Problem statement

https://leetcode.com/problems/plus-one-linked-list/

Solution

Add sentinel variable with $0$ to the start of our linked list. Now, we need to find how many $9$ we have in the end, for example $4192995289999$ has four $9$ in the end. How can we find it? Traverse the list with two pointers and find the place for the last group of $9$ — if next digit is not $9$, we put two pointers to this element, else, we move only fast element.
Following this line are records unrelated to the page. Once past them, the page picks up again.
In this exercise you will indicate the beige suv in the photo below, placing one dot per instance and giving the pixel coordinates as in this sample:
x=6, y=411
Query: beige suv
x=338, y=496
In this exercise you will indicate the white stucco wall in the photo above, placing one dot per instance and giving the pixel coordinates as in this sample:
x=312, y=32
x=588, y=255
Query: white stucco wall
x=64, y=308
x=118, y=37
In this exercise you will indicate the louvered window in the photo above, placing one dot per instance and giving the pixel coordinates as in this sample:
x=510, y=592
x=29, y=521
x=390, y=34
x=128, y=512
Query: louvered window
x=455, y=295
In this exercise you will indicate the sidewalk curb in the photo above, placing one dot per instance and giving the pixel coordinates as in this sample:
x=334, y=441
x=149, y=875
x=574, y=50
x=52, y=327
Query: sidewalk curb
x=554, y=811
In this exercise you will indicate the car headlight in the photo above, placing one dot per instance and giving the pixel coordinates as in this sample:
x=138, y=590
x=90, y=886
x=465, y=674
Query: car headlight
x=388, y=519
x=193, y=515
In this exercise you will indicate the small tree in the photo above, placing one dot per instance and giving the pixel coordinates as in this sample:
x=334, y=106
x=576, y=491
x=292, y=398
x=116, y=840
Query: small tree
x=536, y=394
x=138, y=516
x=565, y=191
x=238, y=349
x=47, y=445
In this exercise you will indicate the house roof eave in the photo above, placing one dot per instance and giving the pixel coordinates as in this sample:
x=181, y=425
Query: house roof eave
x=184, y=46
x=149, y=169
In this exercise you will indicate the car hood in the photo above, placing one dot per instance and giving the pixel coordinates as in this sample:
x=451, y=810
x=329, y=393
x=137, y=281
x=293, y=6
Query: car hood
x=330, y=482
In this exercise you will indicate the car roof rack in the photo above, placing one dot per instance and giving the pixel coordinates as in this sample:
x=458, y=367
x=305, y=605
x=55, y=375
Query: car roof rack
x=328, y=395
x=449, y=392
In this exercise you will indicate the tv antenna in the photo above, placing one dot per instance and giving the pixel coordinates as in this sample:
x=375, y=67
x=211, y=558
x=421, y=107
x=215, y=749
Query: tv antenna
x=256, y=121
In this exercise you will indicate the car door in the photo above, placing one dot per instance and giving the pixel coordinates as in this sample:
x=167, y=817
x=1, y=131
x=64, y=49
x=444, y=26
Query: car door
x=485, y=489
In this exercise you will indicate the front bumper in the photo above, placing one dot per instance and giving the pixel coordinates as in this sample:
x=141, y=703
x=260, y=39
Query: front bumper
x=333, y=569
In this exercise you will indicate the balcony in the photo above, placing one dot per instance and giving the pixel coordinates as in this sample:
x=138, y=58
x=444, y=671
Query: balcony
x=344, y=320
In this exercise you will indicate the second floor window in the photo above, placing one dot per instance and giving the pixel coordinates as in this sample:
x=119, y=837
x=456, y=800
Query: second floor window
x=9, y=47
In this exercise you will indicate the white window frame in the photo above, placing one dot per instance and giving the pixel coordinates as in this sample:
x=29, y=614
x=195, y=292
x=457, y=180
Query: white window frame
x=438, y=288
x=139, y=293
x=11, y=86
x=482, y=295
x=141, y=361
In the end we have slow pointer just before the last group of $9$. Add $1$ to value of slow pointer and change all next elements to $0$. Return dummy variable if it is equal to $1$ and next one if it is equal to $0$.

Complexity

Time complexity is $O(n)$, more precisely $2n$ — we have full pass for slow and fast pointers, time complexity is $O(1)$.

Code

class Solution:
    def plusOne(self, head):
        dummy = ListNode(0)
        dummy.next = head
        
        slow, fast = dummy, dummy
        while fast.next:
            if fast.next.val != 9:
                slow, fast = fast.next, fast.next
            else:
                fast = fast.next
                
        slow.val += 1
        while slow.next:
            slow.next.val = 0
            slow = slow.next
        
        return dummy.next if dummy.val == 0 else dummy

Remark

See Problem 0066. Plus One, which is exactly the same, but we have array, not list there.